The Open Meetings Act defines a “public body” as any of the following:
a. Any board, commission, committee, council, or similar decision-making body of a state agency, institution, or authority, and any legislative authority or board, commission, committee, council, agency, authority, or similar decision-making body of any county, township, municipal corporation, school district, or other political subdivision or local public institution;
b. Any committee or subcommittee thereof;
c. A court of jurisdiction of a sanitary district organized wholly for the purpose of providing a water supply for domestic, municipal, and public use when meeting for the purpose of the appointment, removal, or reappointment of a member of the board of directors of such a district or for any other matter related to such a district other than litigation involving the district.
Public offices which are exempt from the open meetings law are:
• The Ohio General Assembly;
• Grand juries;
• An audit conference conducted by the State Auditor or independent certified public accountants with officials of the public office that is the subject of the audit;
• The Organized Crime Investigations Commission;
• County child fatality review boards or state-level reviews of deaths of children;
• The board of directors of JobsOhio Corp., or any committee thereof, and the board of directors of any subsidiary of JobsOhio Corp., or any committee thereof;
• An audit conference conducted by the audit staff of the Department of Job and Family Services with officials of the public office that is the subject of that audit under R.C. 5101.37.
Ohio’s Open Meetings Act states that a meeting is any pre-arranged gathering, any gathering of the majority of members of a public office or any gathering for the purpose of discussing public business.

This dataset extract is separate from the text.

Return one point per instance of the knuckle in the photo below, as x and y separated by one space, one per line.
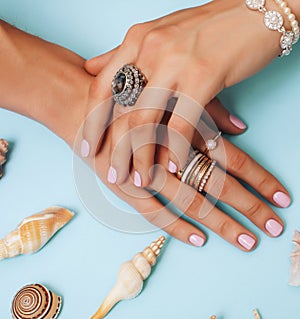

“The Open Meetings Act declares all meetings of a public body to be public meetings open to the public at all times,” the Ohio Attorney General’s Office states. “The General Assembly mandates that the Act be liberally construed to require that public officials take official action and ‘conduct all deliberations upon official business only in open meetings unless the subject matter is specifically excepted by law.’
As a result, meetings must be held in a venue that is open to the public, and the public must be notified in advance of such meetings. Public offices may discuss matters in private during executive session; however, they must go into executive session after a vote during a public meeting. Furthermore, no deliberation, vote or action can take place during executive session.
Additionally, public bodies are required to keep “fair and accurate” minutes of all meetings. Though not required to be verbatim, according to Ohio law, minutes must “include enough facts and information to permit the public to understand and appreciate the rationale behind the public body’s decisions. The Ohio Supreme Court holds that minutes must include more than a record of roll call votes, and that minutes are inadequate when they contain inaccuracies that are not corrected.”
As with public records violations, any person who believes a public body is in violation of Ohio’s Open Meetings Act, can file an action against the body with the common pleas court.
Open meeting and records laws stand as a tool for Ohio citizens to use as a means of demanding transparency from their leadership.